Additionally, he oversees a Chicano cinema and media art DVD series and directs one of the most active academic presses in the California university system. Oh, and he’s wrapping up a book-length study of Puerto Rican multimedia artist Raphael Montañez Ortiz.

“We’ve gone from a point 40 years ago where the center represented a minority population in L.A., and now it’s representing the majority population that continues to have disproportionately low levels of access to higher education and yet is the future of the state and of the nation,” says Noriega, a Stanford University PhD.
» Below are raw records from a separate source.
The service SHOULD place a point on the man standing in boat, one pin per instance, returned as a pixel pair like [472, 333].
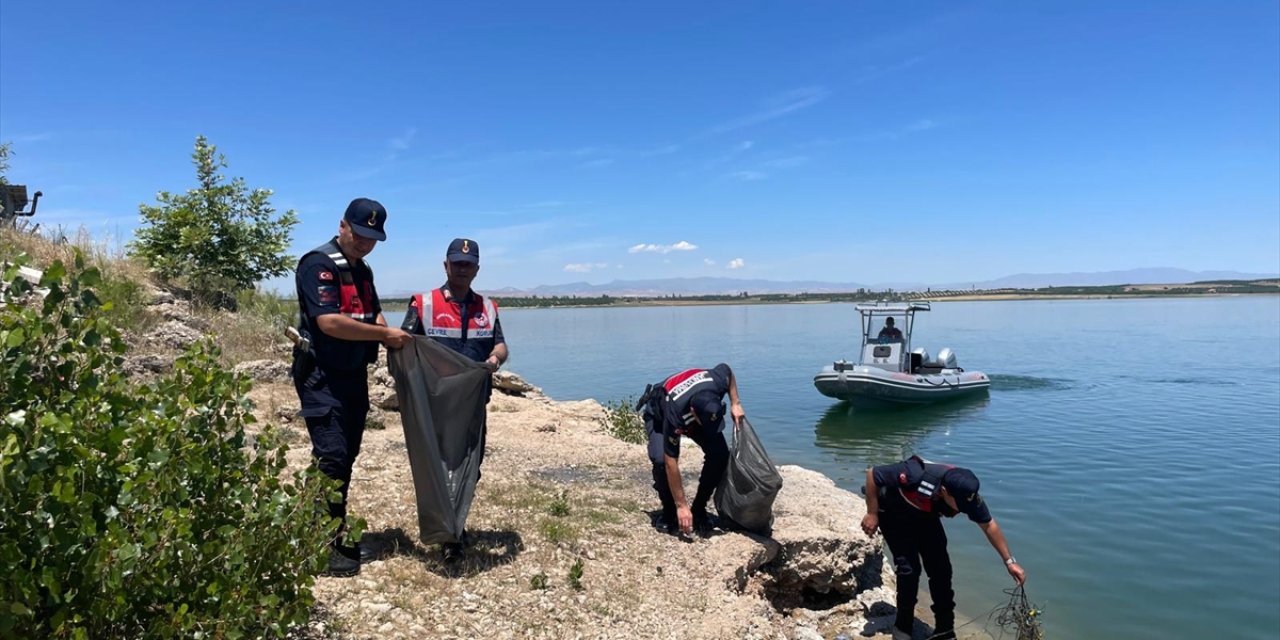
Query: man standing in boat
[890, 332]
[905, 501]
[689, 403]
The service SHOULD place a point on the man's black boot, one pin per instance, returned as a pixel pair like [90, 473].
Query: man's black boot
[703, 522]
[341, 565]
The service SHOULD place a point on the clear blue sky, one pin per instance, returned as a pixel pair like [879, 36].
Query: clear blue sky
[854, 141]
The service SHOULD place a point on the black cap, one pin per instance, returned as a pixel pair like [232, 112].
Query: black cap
[963, 485]
[708, 408]
[366, 218]
[464, 250]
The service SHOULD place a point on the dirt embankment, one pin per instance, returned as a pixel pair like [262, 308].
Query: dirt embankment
[562, 538]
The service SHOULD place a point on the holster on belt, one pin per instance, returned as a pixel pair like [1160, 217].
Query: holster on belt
[304, 369]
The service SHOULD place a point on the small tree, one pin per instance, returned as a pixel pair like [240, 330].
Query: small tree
[5, 149]
[218, 238]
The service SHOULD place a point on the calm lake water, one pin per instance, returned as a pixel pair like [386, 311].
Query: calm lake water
[1129, 448]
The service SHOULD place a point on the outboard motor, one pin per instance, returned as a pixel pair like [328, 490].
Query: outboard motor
[946, 359]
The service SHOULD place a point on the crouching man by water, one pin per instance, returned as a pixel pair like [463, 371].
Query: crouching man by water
[905, 501]
[689, 403]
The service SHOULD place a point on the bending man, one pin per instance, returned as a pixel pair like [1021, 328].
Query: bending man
[690, 403]
[906, 501]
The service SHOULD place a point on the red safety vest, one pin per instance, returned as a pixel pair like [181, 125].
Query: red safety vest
[918, 485]
[681, 389]
[439, 316]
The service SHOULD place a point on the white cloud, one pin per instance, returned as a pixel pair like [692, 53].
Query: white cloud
[581, 268]
[778, 106]
[662, 248]
[661, 151]
[786, 163]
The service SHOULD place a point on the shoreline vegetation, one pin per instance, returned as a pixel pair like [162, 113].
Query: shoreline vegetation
[1203, 288]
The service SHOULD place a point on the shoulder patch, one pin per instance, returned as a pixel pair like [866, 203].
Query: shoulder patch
[328, 295]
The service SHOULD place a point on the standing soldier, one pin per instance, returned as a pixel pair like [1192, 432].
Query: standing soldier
[905, 501]
[462, 320]
[343, 320]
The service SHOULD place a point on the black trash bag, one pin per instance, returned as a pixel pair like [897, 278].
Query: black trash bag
[442, 400]
[745, 494]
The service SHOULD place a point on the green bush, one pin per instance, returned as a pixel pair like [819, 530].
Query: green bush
[622, 421]
[218, 238]
[268, 306]
[135, 510]
[575, 575]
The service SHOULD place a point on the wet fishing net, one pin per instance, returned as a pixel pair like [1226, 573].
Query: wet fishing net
[1018, 618]
[442, 402]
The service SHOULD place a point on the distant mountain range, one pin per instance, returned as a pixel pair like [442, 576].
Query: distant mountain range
[731, 286]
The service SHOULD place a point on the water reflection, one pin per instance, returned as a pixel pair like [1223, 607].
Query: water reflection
[887, 434]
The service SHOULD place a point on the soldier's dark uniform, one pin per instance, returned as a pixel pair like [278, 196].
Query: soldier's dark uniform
[910, 521]
[332, 380]
[696, 391]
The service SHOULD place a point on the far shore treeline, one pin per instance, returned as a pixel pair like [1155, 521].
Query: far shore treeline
[1110, 291]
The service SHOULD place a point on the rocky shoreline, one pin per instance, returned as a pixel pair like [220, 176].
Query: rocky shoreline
[563, 543]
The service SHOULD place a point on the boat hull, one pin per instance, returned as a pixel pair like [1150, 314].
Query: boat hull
[863, 383]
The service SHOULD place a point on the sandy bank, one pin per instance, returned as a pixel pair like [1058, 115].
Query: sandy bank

But that’s only the start of the activities that keep Noriega’s eyes wide open in the wee small hours. In recent years he has become one of the country’s most active curators of Latino and Chicano visual art, collaborating on well received shows at the Los Angeles County Museum of Art and other venues. He has drawn attention not only to art that hangs in museums and gets hashed over in scholarly tomes but also art that pops up on the walls of Boyle Heights restaurants, below freeway underpasses and in other non-institutionally hallowed spaces.

“You won’t find a better booster for Chicano art,” says Abel Salas, editor and publisher of Brooklyn & Boyle, a Latino-centric L.A. arts journal. “He’s almost single-handedly made it into a legitimate discipline or area of study, through the academic legitimization but also through his work in the community and uncovering some of the roots and showing how those are precedents for what’s happening today.”

As adjunct curator of Latino and Chicano Art at the Los Angeles County Museum of Art, Noriega joined LACMA curators Rita Gonzalez and Howard Fox in mounting the museum’s 2008 exhibition “Phantom Sightings: Art After the Chicano Movement,”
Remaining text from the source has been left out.